Щепки плахи, осколки секиры - Чадович Николай Трофимович (библиотека книг txt) 📗
Причиной этому была трещина, возникшая в отношениях Цыпфа и Лилечки.
– Ты мне только на нервы действуешь! – кричала она. – Зачем за мной увязался?
– Это я за тобой увязался? – возмущался Цыпф. – А кто говорил, что и шага без меня ступить не может?
– Неправда! Не говорила я этого! Тебе приснилось, наверное! Ты мне все время только мешаешь! Специально с пути сбиваешь! Если бы не ты, я бы уже давно бабушку нашла!
– Конечно! Бабушка тебя ждет-дожидается! Наверняка целую бочку самогона по такому случаю сварила. Вторым номером программы намечается многократное ублажение женского естества! – Цыпф понимал, что говорит лишнее, но удержаться уже не мог.
– Ах ты хам! Ах ты подонок! – взорвалась Лилечка. – Да как ты смеешь говорить такое! Как у тебя только язык поворачивается! Чтоб тебя змея укусила! Чтоб тебя хищники растерзали!
– Так ты, значит, смерти моей хочешь! – Леву обуяла мазохистская радость. – Не зря, стало быть, стервятники над нами кружат! Ну что же, ликуй! Придется оказать тебе такую услугу! Нельзя отказывать любимой девушке в маленьком удовольствии!
Цыпф непослушной рукой выхватил пистолет и приставил к своему виску.
– Как же, застрелишься ты! – скептически прокомментировала этот поступок Лилечка. – Кишка тонка!

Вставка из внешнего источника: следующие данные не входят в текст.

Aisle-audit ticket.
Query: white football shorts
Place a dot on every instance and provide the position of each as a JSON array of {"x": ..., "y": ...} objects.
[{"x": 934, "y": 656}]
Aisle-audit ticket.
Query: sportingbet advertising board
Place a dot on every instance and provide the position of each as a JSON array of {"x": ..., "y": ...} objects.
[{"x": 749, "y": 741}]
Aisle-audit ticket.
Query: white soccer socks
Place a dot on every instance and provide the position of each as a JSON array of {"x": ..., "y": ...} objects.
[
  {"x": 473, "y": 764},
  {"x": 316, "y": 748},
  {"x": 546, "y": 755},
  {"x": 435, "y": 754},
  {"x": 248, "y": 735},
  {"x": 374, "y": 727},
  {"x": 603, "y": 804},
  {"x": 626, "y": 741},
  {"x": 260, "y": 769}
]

– А это мы сейчас проверим! – зловеще пообещал Цыпф и большим пальцем оттянул курок (по примеру Зяблика патрон в ствол он досылал заранее). – Сейчас, сейчас…
Выражение лица при этом у него было такое, что даже разбушевавшаяся Лилечка поняла, что перегнула палку.
– Левушка, милый, не смей! – взвыла она дурным голосом. – Прости меня, глупую! Я только тебя одного люблю!
Звук ее голоса так явственно напомнил льву тот визг, который издает настигнутый погоней поросенок-бородавочник, что он не выдержал искушения и рванулся вперед, дабы разом покончить с этой чересчур затянувшейся канителью.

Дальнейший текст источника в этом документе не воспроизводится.